To naczynia połączone
Współczesny świat, funkcjonowanie państwa, społeczeństwa, firm opiera się na niezakłóconym działaniu systemów teleinformatycznych. Dzięki nim możliwa jest m.in. komunikacja oraz prawidłowe funkcjonowanie najważniejszych z punktu widzenia bezpieczeństwa kraju obiektów, instalacji, usług, czyli infrastruktury krytycznej. Banki, elektrownie, operatorzy komórkowi czy lotniska nie mogą już działać bez systemów teleinformatycznych. Skalę uzależnienia świata od internetu obrazuje ilość podłączonych do niego urządzeń, którą szacuje się na 30 miliardów w 2020 r.
Dziś cyberatak na infrastrukturę krytyczną doprowadzić może do olbrzymich zniszczeń fizycznych zagrażających często życiu ludzkiemu czy środowisku naturalnemu.
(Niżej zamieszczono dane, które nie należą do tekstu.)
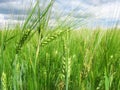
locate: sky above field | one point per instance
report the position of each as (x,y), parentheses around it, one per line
(93,13)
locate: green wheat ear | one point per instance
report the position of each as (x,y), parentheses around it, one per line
(52,37)
(22,40)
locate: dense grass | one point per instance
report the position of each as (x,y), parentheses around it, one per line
(38,57)
(83,60)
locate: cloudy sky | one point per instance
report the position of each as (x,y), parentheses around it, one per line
(103,13)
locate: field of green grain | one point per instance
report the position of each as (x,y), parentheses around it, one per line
(36,57)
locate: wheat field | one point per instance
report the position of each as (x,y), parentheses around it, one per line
(37,57)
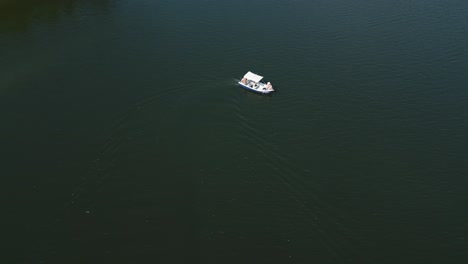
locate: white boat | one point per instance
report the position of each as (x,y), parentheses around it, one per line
(252,82)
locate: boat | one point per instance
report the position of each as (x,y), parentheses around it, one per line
(252,82)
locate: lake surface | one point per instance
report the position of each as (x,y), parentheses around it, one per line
(125,138)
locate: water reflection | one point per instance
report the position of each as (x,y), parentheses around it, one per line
(19,16)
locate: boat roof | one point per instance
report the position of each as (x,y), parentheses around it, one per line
(252,76)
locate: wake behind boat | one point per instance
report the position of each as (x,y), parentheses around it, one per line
(252,82)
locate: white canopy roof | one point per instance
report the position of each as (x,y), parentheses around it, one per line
(252,76)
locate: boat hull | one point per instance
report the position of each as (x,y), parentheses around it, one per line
(258,90)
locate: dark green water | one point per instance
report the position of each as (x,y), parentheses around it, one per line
(126,140)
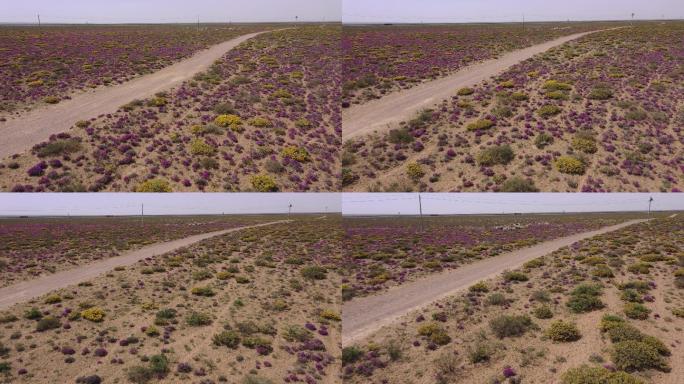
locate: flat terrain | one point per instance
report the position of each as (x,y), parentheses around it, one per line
(30,289)
(384,252)
(363,316)
(257,305)
(35,247)
(262,118)
(609,306)
(597,114)
(22,133)
(383,114)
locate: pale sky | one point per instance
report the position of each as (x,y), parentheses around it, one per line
(97,204)
(167,11)
(471,203)
(460,11)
Ponieważ infrastruktura krytyczna to zespół naczyń połączonych, awaria w jednym sektorze może prowadzić do kaskadowych awarii w innych. Na przykład brak prądu paraliżuje równocześnie transport, system finansowy i łączność oraz wiele innych podstawowych usług. W takim wypadku obnażona zostaje zarówno słabość zaatakowanego państwa, jak i podważony jest jego wizerunek. Sparaliżowanie wszystkich najważniejszych systemów teleinformatycznych kraju nie jest już scenariuszem filmów science fiction, gdyż za cyberatakami coraz częściej stoją profesjonalnie zorganizowane grupy wspierane przez podmioty państwowe. Coraz więcej krajów dostrzega możliwości, jakie daje cyberprzestrzeń i rozwija potencjał działań ofensywnych. Co więcej, najważniejsi gracze deklarują możliwość użycia kinetycznych środków w odpowiedzi na ataki cyfrowe. Ryzyko eskalacji konfliktu w wyniku incydentów w cyberprzestrzeni stało się zatem realne.
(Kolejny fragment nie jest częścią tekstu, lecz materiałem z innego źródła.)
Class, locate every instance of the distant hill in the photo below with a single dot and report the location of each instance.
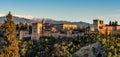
(17, 19)
(29, 21)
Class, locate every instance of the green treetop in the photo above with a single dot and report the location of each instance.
(11, 43)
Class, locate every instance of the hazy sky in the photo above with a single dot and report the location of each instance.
(69, 10)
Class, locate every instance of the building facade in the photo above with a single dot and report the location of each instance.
(36, 31)
(105, 29)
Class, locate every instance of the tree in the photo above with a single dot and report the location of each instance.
(10, 48)
(113, 23)
(110, 23)
(116, 23)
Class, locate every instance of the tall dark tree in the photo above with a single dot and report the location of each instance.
(116, 23)
(10, 48)
(113, 23)
(110, 23)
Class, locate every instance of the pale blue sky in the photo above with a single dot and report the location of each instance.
(69, 10)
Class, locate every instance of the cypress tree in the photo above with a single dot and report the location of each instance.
(10, 48)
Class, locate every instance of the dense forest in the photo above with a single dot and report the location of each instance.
(10, 46)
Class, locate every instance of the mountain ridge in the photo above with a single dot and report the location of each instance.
(48, 20)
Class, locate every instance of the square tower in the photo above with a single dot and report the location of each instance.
(98, 24)
(36, 31)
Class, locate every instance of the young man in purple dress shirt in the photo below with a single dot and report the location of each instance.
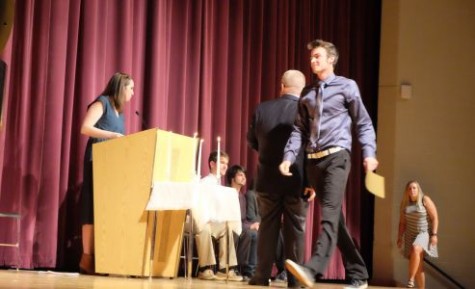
(328, 110)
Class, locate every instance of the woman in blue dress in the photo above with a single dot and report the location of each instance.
(104, 120)
(418, 225)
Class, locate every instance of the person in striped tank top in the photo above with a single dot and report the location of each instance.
(418, 225)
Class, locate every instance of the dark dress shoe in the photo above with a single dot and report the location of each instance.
(258, 282)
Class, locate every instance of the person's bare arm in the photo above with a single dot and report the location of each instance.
(434, 217)
(93, 114)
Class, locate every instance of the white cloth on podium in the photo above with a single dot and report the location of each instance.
(208, 201)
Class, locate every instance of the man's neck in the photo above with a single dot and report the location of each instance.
(324, 74)
(236, 187)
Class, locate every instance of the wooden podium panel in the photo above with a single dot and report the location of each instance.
(124, 171)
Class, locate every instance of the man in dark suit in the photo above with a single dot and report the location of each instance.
(278, 196)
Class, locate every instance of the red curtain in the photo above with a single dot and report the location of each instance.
(198, 65)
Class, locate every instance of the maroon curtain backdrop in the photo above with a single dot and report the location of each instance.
(198, 65)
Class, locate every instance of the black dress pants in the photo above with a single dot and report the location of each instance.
(287, 210)
(329, 176)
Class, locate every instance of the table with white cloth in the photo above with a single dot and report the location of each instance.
(207, 202)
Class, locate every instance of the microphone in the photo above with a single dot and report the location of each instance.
(144, 124)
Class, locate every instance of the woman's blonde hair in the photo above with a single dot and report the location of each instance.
(405, 199)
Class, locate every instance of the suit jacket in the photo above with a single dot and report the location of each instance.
(268, 133)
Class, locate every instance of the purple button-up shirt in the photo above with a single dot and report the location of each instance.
(342, 108)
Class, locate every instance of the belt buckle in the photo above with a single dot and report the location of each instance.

Zagrożenia, ataki, przestępstwa
Sytuacja geopolityczna w Europie jest coraz bardziej napięta. Polska znajduje się w pierwszym szeregu państw narażonych na skutki negatywnego rozwoju sytuacji na Ukrainie. W scenariuszu eskalacji konfliktu jest bardzo prawdopodobne, że to właśnie cyberprzestrzeń może zostać wykorzystana do prowadzenia działań destabilizujących sytuację w regionie.